Hay que llegar a originalidades, sin advertir que lo hondo, lo verdaderamente original, es lo originario, lo común a todos, lo humano. He aquí la fuente de la degeneración que fustiga Max Nordau, fuente de donde brotan miles de extravagancias. En último análisis se reduce todo a adquirir valor de cambio en el mercado para tener más salida en él. Este es el foco del mandarinismo científico y literario, la causa de la llamada enfermedad del siglo. Y todo ello son consecuencias del proceso económico capitalístico actual, en que la vida de los unos es un mero medio para la conservación y disfrute de la vida de otros. En el mundo literario se desprecia la vida de la gran masa, no se quiere cantar en el gran coro por temor a que en él se pierda la voz en armónico concierto, y para hacerse notar se sueltan gallos, rompiendo la armonía, se sostienen estúpidas paradojas, se cae en toda clase de insinceridad.
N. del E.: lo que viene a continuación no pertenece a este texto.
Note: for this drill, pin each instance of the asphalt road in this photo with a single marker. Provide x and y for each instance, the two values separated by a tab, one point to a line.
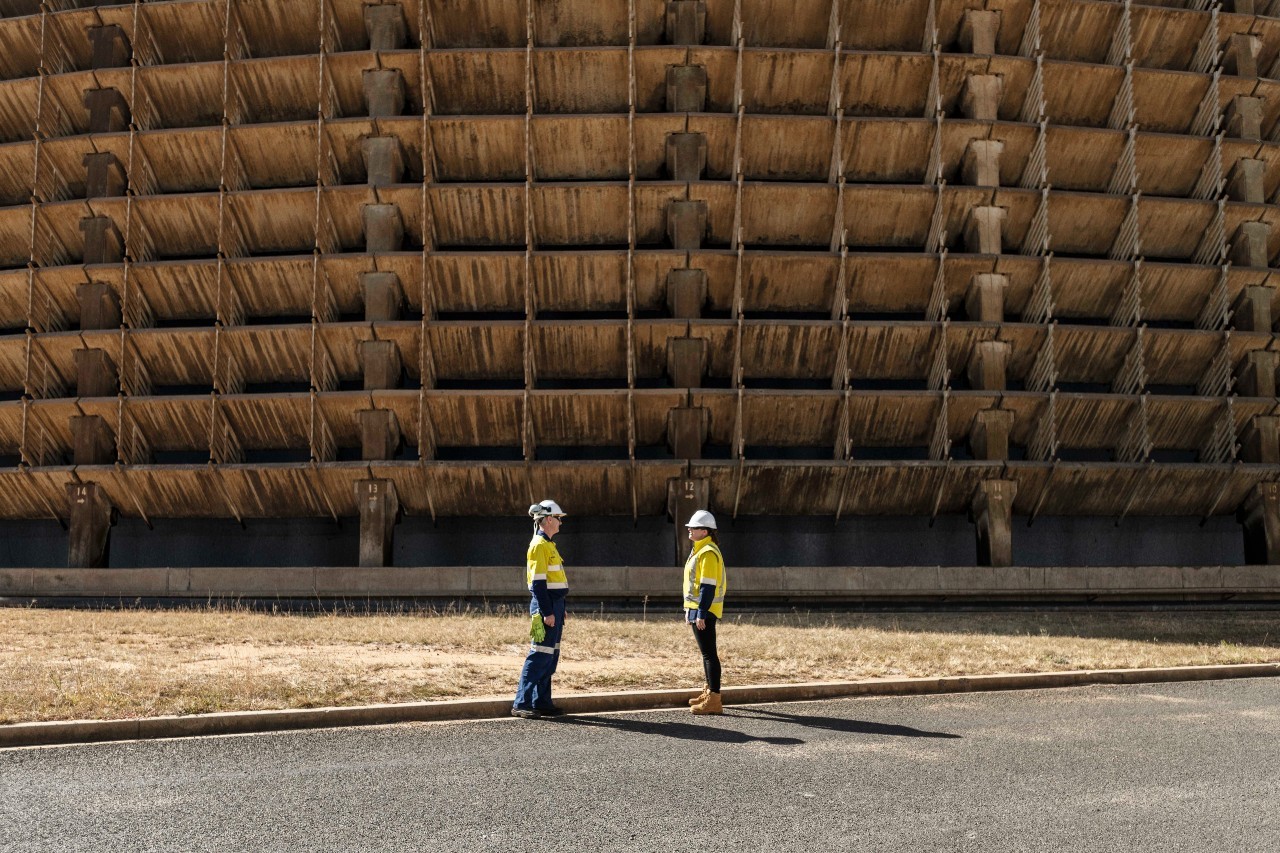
1156	767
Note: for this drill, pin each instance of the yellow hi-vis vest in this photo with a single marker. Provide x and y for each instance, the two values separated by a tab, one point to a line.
544	564
705	565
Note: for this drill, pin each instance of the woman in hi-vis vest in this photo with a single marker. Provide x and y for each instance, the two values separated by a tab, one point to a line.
704	603
547	587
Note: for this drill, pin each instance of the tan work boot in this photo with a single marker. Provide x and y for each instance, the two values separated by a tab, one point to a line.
711	705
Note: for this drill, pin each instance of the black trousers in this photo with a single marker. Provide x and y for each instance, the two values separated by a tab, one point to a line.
707	646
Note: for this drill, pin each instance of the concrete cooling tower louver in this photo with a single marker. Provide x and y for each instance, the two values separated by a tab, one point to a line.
329	259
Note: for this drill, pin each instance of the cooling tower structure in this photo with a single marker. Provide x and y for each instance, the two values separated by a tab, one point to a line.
321	259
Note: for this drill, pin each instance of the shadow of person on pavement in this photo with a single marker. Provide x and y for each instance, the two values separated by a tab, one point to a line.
837	724
682	730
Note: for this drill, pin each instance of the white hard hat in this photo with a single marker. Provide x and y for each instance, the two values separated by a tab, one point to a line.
544	509
702	519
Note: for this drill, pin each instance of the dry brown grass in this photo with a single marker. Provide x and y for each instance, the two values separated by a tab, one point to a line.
64	665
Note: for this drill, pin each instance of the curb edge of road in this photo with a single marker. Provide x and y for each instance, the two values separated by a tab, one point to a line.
42	734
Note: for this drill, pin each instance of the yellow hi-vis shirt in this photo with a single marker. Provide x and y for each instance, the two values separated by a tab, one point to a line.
544	564
705	565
Y esta miseria moral se ha reducido a fórmulas, sacando a luz doctrinas profundamente inmorales. Los unos siguen los ensueños disparatados (en que hay, sin embargo, mucho que es oro puro y de ley) del pobre Nietzsche y su «sobrehombre» (¡magnífico ensueño cuando se le comprende rectamente!); otros falsifican el heroworship, el culto a los héroes de Carlyle, que si bien no era en éste del todo sano, por lo menos le llevaba a creer en los pueblos heroicos; otros dan en el dilentantismo mandarinesco de Renan, otros en otras fantasías más insanas.
Si el lector examina despacio todos estos fenómenos patológicos de nuestro fin de siècle, a los que hay que añadir un soi disant misticismo de borrachos y morfinómanos, reconocerá que todo ello procede del olvido de la dignidad humana, de la caza por la distinción, del temor a quedar anónimo, del empeño por separarse del pueblo.
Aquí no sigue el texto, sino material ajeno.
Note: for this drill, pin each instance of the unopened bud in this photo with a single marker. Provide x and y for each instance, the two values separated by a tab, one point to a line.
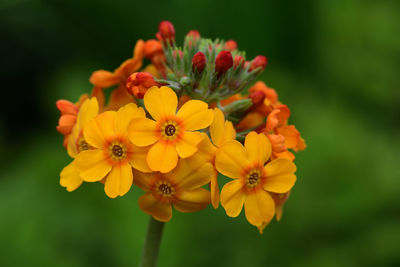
166	31
198	62
258	62
139	82
223	62
230	45
239	61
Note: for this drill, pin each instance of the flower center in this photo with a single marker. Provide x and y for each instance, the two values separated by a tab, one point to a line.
169	130
165	189
253	178
117	151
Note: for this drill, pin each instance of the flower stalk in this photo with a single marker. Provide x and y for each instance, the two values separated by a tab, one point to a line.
152	243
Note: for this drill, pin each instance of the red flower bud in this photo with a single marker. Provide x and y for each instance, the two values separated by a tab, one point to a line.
258	62
223	62
166	31
230	45
239	61
199	62
139	82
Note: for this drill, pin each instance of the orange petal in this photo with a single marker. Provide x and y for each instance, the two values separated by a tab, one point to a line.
192	200
195	115
258	147
162	157
187	145
280	175
232	198
161	211
92	165
118	181
259	207
160	102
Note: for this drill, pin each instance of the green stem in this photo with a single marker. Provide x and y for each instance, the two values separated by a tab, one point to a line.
152	243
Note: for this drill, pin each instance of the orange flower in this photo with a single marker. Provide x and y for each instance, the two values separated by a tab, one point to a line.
180	188
105	79
253	180
171	133
69	112
112	155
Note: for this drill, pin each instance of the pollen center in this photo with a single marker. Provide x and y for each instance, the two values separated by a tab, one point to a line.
165	189
169	130
253	178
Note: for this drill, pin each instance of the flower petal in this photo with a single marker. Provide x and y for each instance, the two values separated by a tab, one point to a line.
259	207
280	175
232	197
192	200
118	181
138	158
98	129
187	145
258	147
192	173
69	177
231	159
160	102
162	157
92	165
195	115
142	132
125	115
160	210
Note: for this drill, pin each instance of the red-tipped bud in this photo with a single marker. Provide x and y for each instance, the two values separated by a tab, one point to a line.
223	62
230	45
239	61
258	62
151	48
139	82
198	62
166	31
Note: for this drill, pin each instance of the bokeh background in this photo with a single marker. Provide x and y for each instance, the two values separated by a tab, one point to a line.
335	63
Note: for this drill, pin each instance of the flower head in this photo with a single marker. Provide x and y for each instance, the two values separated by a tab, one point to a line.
170	134
253	179
180	188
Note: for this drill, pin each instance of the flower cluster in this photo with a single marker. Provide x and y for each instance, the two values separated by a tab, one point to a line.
179	124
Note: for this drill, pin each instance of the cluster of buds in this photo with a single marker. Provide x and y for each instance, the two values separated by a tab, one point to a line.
173	126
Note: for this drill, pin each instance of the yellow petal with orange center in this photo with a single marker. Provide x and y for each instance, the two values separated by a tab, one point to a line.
161	211
258	147
191	173
69	177
125	115
139	158
231	159
187	145
160	102
118	181
280	175
162	157
142	131
98	129
232	197
195	115
92	165
259	207
192	200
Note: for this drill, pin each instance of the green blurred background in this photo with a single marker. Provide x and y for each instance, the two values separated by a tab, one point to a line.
335	63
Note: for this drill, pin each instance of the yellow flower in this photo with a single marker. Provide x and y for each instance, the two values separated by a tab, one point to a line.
171	133
220	132
180	188
253	182
112	156
69	176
Entre literatos es frecuente, como entre industriales, no ver en el hombre más que un productor en el sentido económico, no un hombre: tantas novelas o tantos dramas por año.
Se habla de una reacción espiritualista; pero lo que en realidad se ve no es otra cosa que al repugnante y anticristiano René, que se esfuerza por salir de la oscuridad y llamar a sí las miradas con Le génie du christianisme redivivo. Mejor hará ir a enterrarse con el pobre Atala en un bosque. Esto sólo prueba que la burguesía desesperada anda a la busca de un dios que encadene al pueblo trabajador a las máquinas, mientras ella se lanza a alcanzar el «sobrehombre». Es muy posible que así vuelva al orangután, que no carece de distinción. No es raro que para cohonestar el prurito de originalidad se saque a plaza, desquiciándola, la famosa ley de la diferenciación (mejor que división) del trabajo.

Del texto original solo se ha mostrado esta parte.